In dem Abkommen mit China über die Sonderverwaltungszone sei auch die Bedeutung einer demokratischen Zukunft für die Menschen in Hongkong betont worden, sagte der Premier. Auch die USA forderten die Behörden zur Zurückhaltung auf und stellten sich hinter die Forderungen der Demonstranten nach freien und fairen Wahlen. Taiwan hatte sich hinter die Forderungen der Demonstranten gestellt.

Die Polizei war in den vergangenen Tagen mit Tränengas, Pfefferspray und Schlagstöcken gegen die Demonstranten vorgegangen, die für mehr Demokratie eintreten. Nichtsdestotrotz setzten Zehntausende Menschen die Massenproteste fort.
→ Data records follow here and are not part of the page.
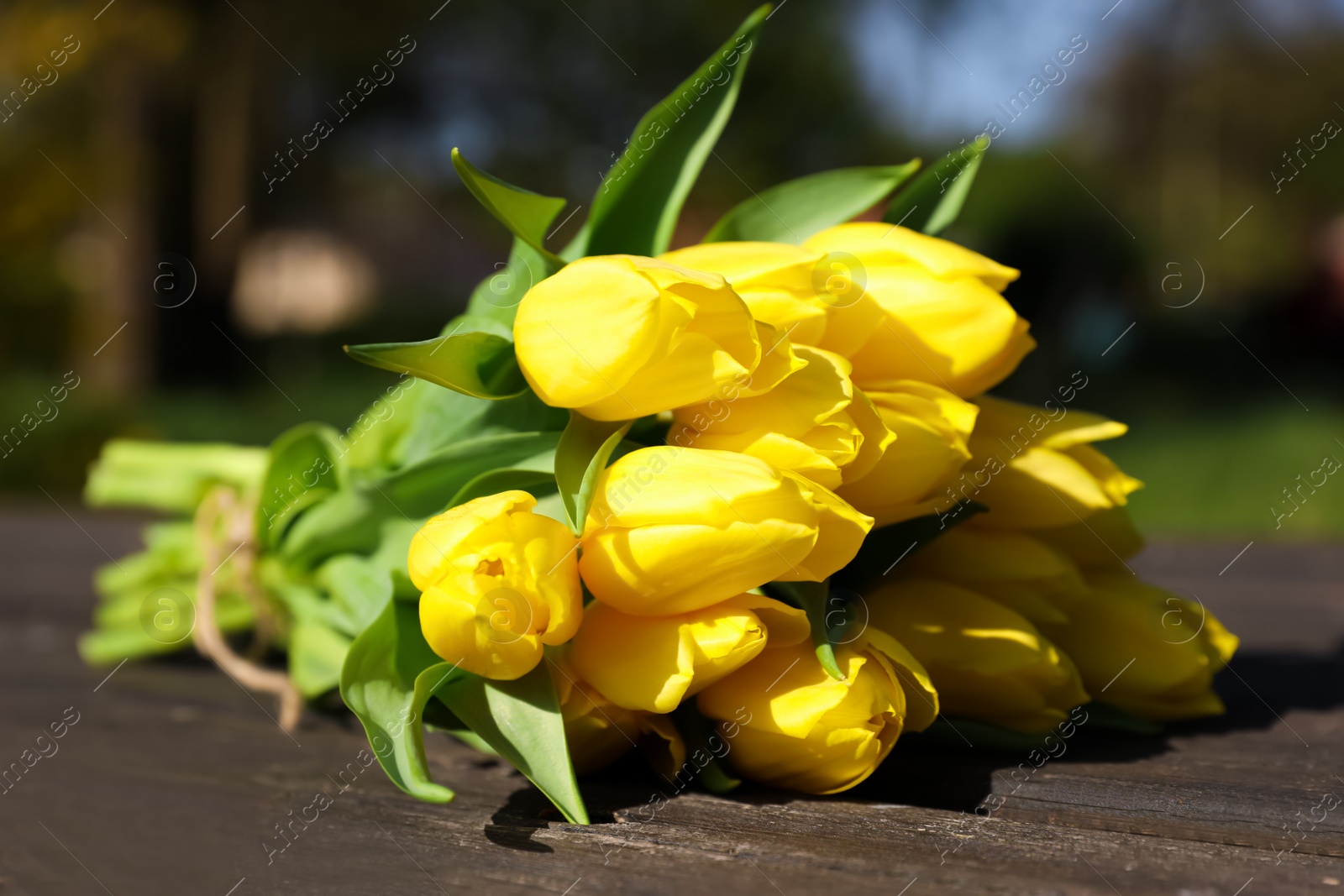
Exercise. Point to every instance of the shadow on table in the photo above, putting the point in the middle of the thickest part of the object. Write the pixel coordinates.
(1258, 689)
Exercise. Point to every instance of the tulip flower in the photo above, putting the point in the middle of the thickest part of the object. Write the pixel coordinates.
(620, 336)
(813, 422)
(947, 322)
(676, 530)
(497, 584)
(1035, 468)
(1102, 543)
(987, 661)
(1146, 649)
(1014, 569)
(911, 479)
(790, 725)
(800, 291)
(654, 663)
(598, 732)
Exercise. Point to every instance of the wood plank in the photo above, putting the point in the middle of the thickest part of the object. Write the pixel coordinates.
(174, 778)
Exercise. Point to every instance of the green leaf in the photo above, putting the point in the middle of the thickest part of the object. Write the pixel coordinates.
(499, 295)
(580, 459)
(526, 214)
(474, 363)
(812, 597)
(638, 204)
(378, 684)
(890, 544)
(522, 721)
(696, 731)
(360, 589)
(351, 521)
(316, 654)
(934, 199)
(306, 466)
(797, 208)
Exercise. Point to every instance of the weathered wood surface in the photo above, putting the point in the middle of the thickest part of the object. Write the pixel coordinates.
(174, 778)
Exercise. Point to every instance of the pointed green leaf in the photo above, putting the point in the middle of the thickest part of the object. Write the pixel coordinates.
(812, 598)
(886, 547)
(474, 363)
(934, 199)
(522, 721)
(638, 204)
(797, 208)
(306, 466)
(353, 519)
(580, 459)
(497, 296)
(378, 684)
(526, 214)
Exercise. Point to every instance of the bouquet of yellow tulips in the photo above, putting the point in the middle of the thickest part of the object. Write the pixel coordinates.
(743, 506)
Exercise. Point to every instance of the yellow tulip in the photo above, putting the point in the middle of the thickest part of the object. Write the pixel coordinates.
(932, 427)
(796, 291)
(1035, 468)
(654, 663)
(499, 582)
(1015, 569)
(987, 661)
(598, 732)
(947, 322)
(1146, 649)
(620, 336)
(675, 530)
(790, 725)
(815, 423)
(1104, 542)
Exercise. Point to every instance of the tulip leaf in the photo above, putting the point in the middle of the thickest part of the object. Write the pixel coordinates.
(795, 210)
(497, 296)
(521, 719)
(889, 546)
(696, 731)
(526, 214)
(934, 199)
(378, 683)
(813, 598)
(580, 459)
(316, 654)
(306, 466)
(353, 519)
(638, 204)
(475, 363)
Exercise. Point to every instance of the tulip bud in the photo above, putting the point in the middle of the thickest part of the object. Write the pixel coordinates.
(1014, 569)
(793, 726)
(676, 530)
(916, 474)
(1038, 470)
(987, 661)
(598, 732)
(620, 336)
(1146, 649)
(947, 322)
(499, 582)
(654, 663)
(815, 423)
(800, 291)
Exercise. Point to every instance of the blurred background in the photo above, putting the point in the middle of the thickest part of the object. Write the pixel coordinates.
(183, 253)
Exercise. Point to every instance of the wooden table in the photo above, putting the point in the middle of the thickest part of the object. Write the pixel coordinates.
(174, 778)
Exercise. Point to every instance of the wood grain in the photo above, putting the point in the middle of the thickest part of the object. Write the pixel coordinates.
(174, 778)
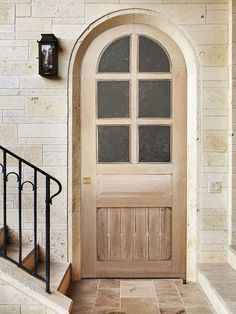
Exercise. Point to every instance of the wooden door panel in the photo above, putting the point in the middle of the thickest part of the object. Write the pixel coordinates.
(133, 234)
(127, 234)
(133, 208)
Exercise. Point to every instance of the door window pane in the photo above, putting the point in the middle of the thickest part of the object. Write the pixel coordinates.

Sie blockierten Hauptverkehrsadern im Finanzdistrikt auf der Insel Hongkong sowie auf der Halbinsel Kowloon.

Studenten setzen Ultimatum

Nach Berichten lokaler Medien setzten Studentenführer der Regierung ein Ultimatum. Sollten ihre Forderungen nach einem Rücktritt des Regierungschefs und einer Rücknahme der Wahlreform bis Mittwoch nicht erfüllt werden, wollten sie die Proteste noch ausweiten.
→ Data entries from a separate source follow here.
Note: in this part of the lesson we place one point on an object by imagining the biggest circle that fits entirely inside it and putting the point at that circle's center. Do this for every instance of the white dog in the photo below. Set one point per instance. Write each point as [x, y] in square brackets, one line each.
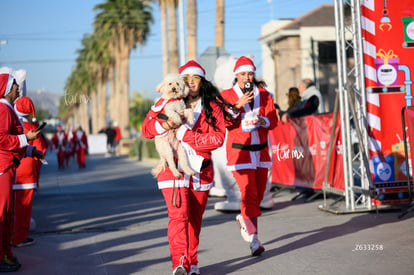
[173, 89]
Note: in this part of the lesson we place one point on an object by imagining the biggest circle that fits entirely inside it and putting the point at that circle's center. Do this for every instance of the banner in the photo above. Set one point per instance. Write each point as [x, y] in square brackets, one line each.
[300, 152]
[388, 35]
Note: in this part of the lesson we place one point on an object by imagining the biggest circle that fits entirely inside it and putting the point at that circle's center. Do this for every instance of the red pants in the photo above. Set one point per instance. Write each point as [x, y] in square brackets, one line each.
[184, 224]
[81, 157]
[6, 212]
[252, 184]
[61, 159]
[22, 213]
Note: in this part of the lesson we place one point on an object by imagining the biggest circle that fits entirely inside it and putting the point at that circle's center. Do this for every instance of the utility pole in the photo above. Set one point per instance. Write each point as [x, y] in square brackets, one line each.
[182, 36]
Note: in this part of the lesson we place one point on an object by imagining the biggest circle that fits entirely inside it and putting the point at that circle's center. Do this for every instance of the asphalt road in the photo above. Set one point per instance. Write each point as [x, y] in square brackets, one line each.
[110, 218]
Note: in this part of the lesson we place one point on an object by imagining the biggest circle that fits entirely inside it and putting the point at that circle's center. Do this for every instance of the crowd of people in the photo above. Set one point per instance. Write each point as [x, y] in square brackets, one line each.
[70, 144]
[23, 147]
[238, 118]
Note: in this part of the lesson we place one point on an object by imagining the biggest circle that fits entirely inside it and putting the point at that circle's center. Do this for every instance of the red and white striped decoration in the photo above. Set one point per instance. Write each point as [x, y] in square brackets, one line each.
[370, 52]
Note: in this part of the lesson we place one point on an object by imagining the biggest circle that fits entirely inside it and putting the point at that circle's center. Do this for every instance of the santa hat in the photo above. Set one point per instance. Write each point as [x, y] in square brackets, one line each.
[24, 107]
[6, 82]
[20, 76]
[244, 64]
[192, 67]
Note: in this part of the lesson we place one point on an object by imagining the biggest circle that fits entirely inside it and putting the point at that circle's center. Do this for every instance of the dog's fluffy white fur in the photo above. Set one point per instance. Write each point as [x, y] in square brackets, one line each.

Normalerweise herrscht im Hongkonger Finanzdistrikt viel Trubel - die Proteste haben das Viertel jedoch lahmgelegt.
Normalerweise herrscht im Hongkonger Finanzdistrikt viel Trubel - die Proteste haben das Viertel jedoch lahmgelegt.(Foto: REUTERS)

Der Hongkonger Regierungschef Leung Chun-ying forderte derweil ein "sofortiges" Ende der Demonstrationen in der chinesischen Sonderverwaltungsregion. In einer Rede sagte er, die Zentralregierung in Peking werde nicht einlenken. Die Proteste würden die chinesische Führung nicht dazu bewegen, ihre Entscheidung zurückzuziehen, nur begrenzte Wahlen zu erlauben.

Die Proteste hatten sich an einem Beschluss der kommunistischen Führung in Peking entzündet, bei der Wahl des Chefs der Sonderverwaltungszone 2017 nur vorab ausgewählte Kandidaten zuzulassen. Damit ist eine Kandidatur von Regierungskritikern in Hongkong faktisch unmöglich.

Peking: "Illegale Versammlung"

Das Außenministerium in Peking kritisierte die Demonstrationen erneut als "illegale Versammlung", in deren Zuge es zu mehreren Verstößen gegen Gesetze und rechtsstaatliche Grundsätze gekommen sei. "Wir sind gegen sämtliche illegalen Akte in Hongkong", sagte eine Ministeriumssprecherin. Die Regierung der chinesischen Sonderverwaltungszone genieße deshalb die volle Unterstützung Pekings für ihr Vorgehen.

Peking befürchtet ein Übergreifen der Proteste auf das Festland und hat ausländische Regierungen vor einer Einmischung gewarnt. Die Sprecherin kritisierte westliche Staaten, offizielle Stellungnahmen zu den Massenprotesten abgegeben zu haben. "Die Geschehnisse in Hongkong fallen in den Bereich der chinesischen Innenpolitik", betonte sie. Ausländische Beobachter sollten sich "in keiner Form in die inneren Angelegenheiten Chinas einmischen".